LA FILOSOFICA CONVERSAZIONE TRA ANDRE GREGORY E WALLACE SHAWN DIRETTA DA LOUIS MALLE
Andre Gregory e Wallace Shawn si conoscono a teatro, all’inizio degli anni Settanta, e diventano da subito affiatati collaboratori e ottimi amici. Soltanto nel corso del decennio successivo, il primo dirigerà svariate opere teatrali scritte dal secondo e, in qualche occasione, lo coinvolgerà anche come attore. Nel 1980, per una fortunata serie di coincidenze, i due decidono di scrivere a quattro mani una sceneggiatura: Gregory sta progettando di far redigere la propria biografia, quando a Shawn viene l’idea di scrivere una storia basata esclusivamente su una chiacchierata tra due amici.
Per concludere la stesura definitiva di My dinner with Andre occorre quasi un anno. Gregory e Shawn registrano le loro conversazioni per tre mesi, estrapolando poi i brani più significativi e costruendo insieme il lunghissimo dialogo tra due personaggi che incarnano le loro personalità. Il titolo del film è infatti già un riassunto dell’intera pellicola: nei primi minuti Wallace, uno scrittore e attore teatrale, si prepara a passare la serata con un vecchio amico che evita da anni, Andre, celebre regista scomparso da qualche anno dalle scene.

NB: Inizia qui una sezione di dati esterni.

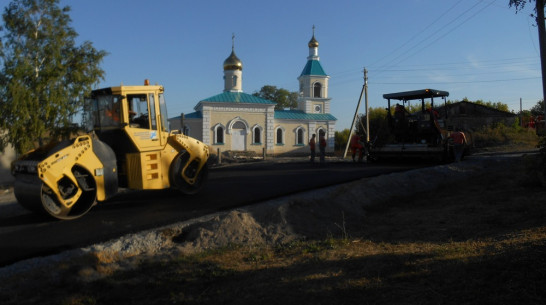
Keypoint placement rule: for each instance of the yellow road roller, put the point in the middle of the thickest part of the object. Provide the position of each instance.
(128, 145)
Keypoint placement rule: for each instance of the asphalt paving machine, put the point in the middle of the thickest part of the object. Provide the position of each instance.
(128, 146)
(422, 134)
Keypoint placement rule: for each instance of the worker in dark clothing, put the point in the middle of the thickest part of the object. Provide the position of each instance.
(356, 144)
(312, 145)
(459, 141)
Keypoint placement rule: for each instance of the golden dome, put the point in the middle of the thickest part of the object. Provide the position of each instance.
(233, 62)
(313, 43)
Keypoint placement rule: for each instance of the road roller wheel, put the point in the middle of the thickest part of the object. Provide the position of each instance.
(36, 196)
(178, 183)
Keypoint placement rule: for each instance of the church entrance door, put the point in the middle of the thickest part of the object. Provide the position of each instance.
(238, 139)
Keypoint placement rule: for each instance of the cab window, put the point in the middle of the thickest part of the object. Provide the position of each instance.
(138, 111)
(108, 112)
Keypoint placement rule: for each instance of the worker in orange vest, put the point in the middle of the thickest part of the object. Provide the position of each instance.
(312, 146)
(322, 147)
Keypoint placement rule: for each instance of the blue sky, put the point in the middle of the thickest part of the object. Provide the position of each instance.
(471, 48)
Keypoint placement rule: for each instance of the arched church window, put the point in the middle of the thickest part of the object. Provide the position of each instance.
(257, 135)
(219, 135)
(280, 136)
(317, 89)
(299, 136)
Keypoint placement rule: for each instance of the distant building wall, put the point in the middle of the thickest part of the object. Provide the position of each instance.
(5, 166)
(471, 116)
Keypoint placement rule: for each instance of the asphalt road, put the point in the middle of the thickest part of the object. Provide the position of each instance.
(25, 235)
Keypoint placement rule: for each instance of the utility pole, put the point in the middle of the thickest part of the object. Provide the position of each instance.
(520, 113)
(542, 44)
(366, 102)
(356, 115)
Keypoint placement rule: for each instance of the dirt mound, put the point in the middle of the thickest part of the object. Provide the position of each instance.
(331, 211)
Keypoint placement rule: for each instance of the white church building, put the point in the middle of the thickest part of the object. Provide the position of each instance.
(237, 121)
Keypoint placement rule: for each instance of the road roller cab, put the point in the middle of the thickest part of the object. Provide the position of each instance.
(128, 145)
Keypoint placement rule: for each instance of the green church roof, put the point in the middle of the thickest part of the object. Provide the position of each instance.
(313, 67)
(237, 97)
(300, 115)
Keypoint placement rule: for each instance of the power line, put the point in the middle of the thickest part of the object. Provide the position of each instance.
(454, 82)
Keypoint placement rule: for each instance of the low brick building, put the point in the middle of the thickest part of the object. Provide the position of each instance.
(472, 116)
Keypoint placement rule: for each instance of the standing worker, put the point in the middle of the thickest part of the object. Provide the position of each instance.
(356, 144)
(312, 145)
(459, 141)
(322, 147)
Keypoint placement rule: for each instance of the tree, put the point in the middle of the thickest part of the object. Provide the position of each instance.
(283, 97)
(379, 129)
(539, 15)
(341, 138)
(44, 74)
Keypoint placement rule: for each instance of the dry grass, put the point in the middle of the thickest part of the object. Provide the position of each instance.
(481, 241)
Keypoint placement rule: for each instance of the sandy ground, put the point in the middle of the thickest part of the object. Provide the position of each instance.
(311, 215)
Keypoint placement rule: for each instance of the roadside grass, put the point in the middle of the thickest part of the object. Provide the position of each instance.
(480, 241)
(502, 137)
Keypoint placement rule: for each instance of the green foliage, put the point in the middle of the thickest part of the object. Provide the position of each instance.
(379, 129)
(283, 97)
(520, 4)
(538, 109)
(44, 73)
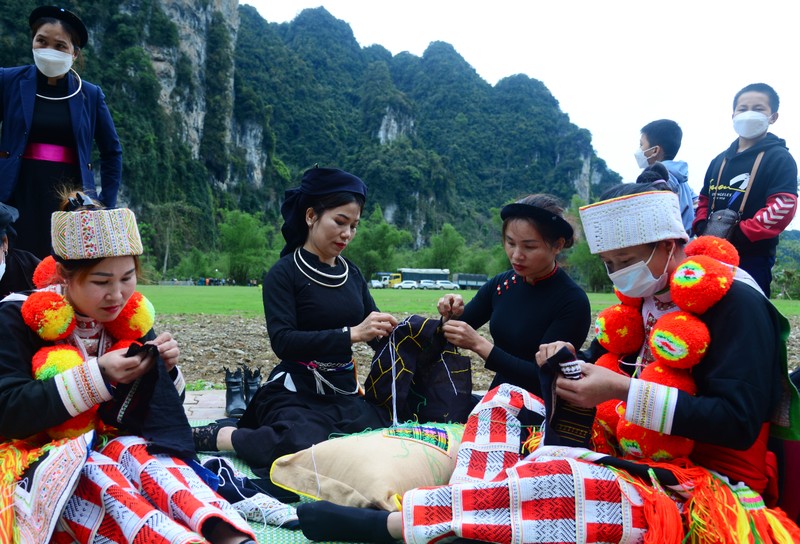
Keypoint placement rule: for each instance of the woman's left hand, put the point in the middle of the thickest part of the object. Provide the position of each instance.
(167, 349)
(596, 385)
(462, 335)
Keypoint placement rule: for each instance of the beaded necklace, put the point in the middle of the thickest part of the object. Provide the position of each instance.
(309, 270)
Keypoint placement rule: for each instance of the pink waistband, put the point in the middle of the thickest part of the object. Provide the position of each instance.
(50, 152)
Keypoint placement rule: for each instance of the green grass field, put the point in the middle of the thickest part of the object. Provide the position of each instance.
(247, 301)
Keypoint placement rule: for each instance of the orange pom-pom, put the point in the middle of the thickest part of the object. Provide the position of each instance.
(47, 363)
(633, 302)
(134, 321)
(679, 339)
(49, 314)
(52, 360)
(699, 282)
(717, 248)
(640, 443)
(45, 273)
(619, 329)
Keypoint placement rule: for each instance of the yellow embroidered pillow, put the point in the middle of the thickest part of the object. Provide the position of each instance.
(372, 469)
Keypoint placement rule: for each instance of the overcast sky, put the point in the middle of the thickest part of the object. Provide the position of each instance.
(613, 66)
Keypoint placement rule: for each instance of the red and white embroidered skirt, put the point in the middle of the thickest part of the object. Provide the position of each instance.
(495, 496)
(127, 495)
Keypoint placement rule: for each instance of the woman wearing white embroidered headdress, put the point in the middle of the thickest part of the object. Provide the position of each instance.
(96, 446)
(572, 494)
(51, 119)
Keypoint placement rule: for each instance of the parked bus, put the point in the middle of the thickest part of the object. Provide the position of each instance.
(470, 281)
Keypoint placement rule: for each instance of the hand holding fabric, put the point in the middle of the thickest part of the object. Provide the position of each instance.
(376, 325)
(117, 367)
(168, 349)
(450, 306)
(597, 385)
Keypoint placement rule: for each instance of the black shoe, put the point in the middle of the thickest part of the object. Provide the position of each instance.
(205, 437)
(252, 381)
(234, 393)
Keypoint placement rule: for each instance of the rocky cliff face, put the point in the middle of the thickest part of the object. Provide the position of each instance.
(182, 73)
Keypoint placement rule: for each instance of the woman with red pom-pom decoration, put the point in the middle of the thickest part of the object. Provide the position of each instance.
(16, 265)
(91, 397)
(702, 392)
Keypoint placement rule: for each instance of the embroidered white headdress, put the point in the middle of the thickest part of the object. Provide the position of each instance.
(632, 220)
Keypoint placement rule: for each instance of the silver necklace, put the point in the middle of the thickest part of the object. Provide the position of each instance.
(334, 277)
(80, 84)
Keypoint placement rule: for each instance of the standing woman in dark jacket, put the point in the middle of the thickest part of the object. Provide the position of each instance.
(50, 119)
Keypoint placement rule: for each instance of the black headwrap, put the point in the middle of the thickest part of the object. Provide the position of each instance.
(8, 214)
(316, 182)
(562, 227)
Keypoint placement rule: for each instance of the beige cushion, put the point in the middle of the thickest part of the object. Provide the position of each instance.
(372, 469)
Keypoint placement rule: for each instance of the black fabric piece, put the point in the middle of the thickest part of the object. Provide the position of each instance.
(565, 425)
(235, 403)
(433, 381)
(665, 476)
(234, 488)
(155, 412)
(323, 520)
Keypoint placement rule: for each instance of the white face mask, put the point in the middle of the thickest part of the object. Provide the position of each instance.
(641, 158)
(750, 124)
(637, 281)
(52, 63)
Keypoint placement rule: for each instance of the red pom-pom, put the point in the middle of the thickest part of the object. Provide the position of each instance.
(699, 282)
(679, 339)
(717, 248)
(619, 329)
(45, 273)
(633, 302)
(134, 321)
(49, 314)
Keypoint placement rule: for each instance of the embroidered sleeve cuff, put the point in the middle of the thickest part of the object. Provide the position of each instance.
(651, 405)
(82, 387)
(178, 380)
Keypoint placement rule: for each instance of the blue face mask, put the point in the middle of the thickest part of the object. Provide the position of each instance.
(637, 281)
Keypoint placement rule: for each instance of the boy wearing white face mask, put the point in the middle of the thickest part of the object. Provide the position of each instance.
(51, 119)
(771, 202)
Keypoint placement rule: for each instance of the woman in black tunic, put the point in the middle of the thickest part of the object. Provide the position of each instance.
(51, 120)
(317, 305)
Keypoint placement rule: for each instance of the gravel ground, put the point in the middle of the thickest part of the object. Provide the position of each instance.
(209, 343)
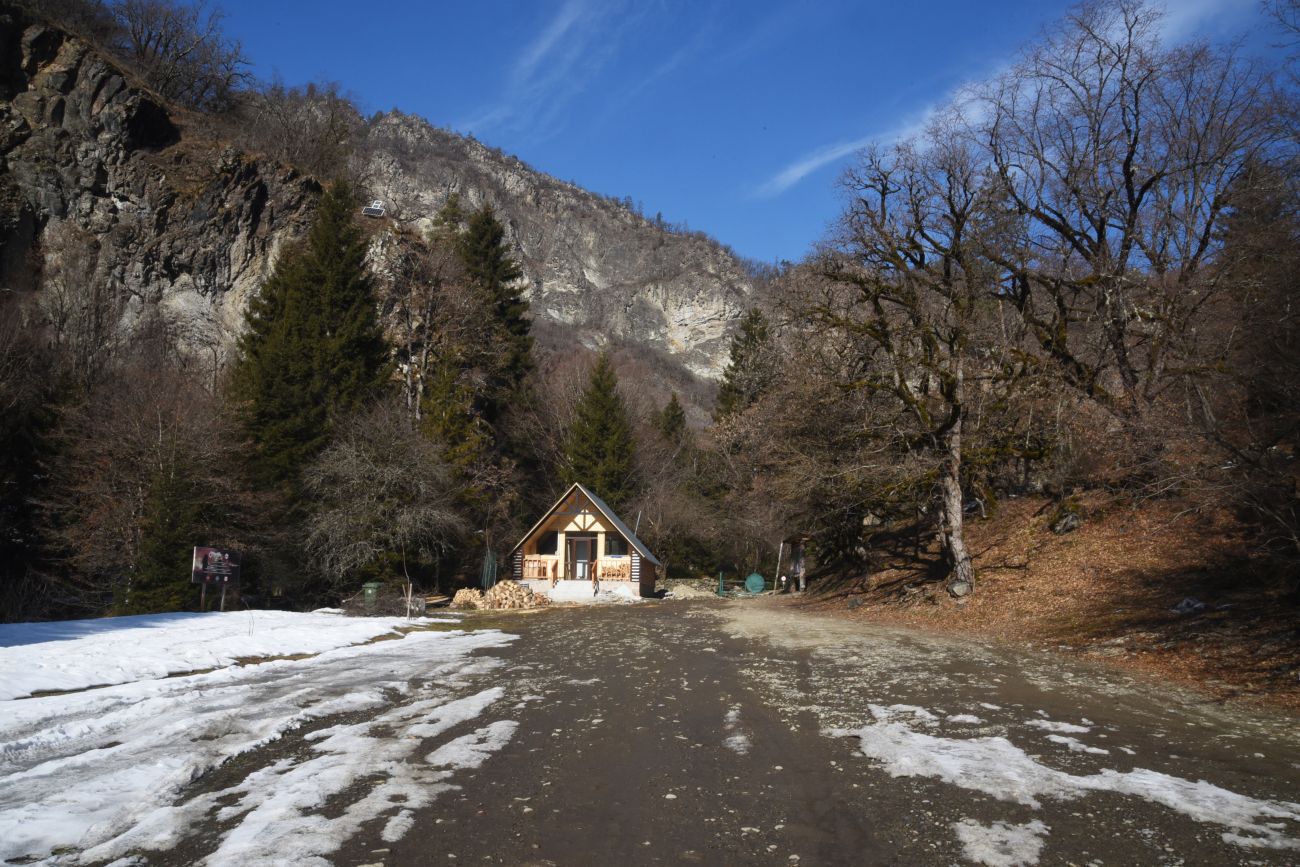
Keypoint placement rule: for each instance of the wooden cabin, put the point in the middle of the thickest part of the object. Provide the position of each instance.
(579, 546)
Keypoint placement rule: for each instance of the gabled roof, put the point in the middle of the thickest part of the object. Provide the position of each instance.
(603, 508)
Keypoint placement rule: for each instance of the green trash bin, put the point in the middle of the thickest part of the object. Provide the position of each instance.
(371, 592)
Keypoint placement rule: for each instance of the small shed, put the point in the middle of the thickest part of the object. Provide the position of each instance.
(579, 547)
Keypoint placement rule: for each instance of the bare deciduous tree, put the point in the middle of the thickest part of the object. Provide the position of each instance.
(1116, 156)
(382, 488)
(181, 50)
(150, 420)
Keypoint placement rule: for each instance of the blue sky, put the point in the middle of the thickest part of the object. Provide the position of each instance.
(733, 117)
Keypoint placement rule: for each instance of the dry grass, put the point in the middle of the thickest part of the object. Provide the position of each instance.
(1108, 590)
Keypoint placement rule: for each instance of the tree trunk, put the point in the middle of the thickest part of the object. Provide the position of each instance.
(961, 576)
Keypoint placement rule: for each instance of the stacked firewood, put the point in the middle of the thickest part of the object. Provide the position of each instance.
(468, 598)
(506, 594)
(510, 594)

Louis Malle, una volta letta la sceneggiatura, telefona entusiasta a Wallace Shawn per offrirsi di partecipare alla creazione del film, ma impiega parecchio tempo per convincere lo sceneggiatore che non si tratta di uno scherzo. Il famoso regista francese, che aveva appena conquistato il pubblico americano con il capolavoro Atlantic City (1980), è però davvero ansioso di prendere parte al progetto. Il suo primo contributo consiste nel taglio di alcune scene del copione, rendendo così la durata della pellicola alla portata di un pubblico più vasto.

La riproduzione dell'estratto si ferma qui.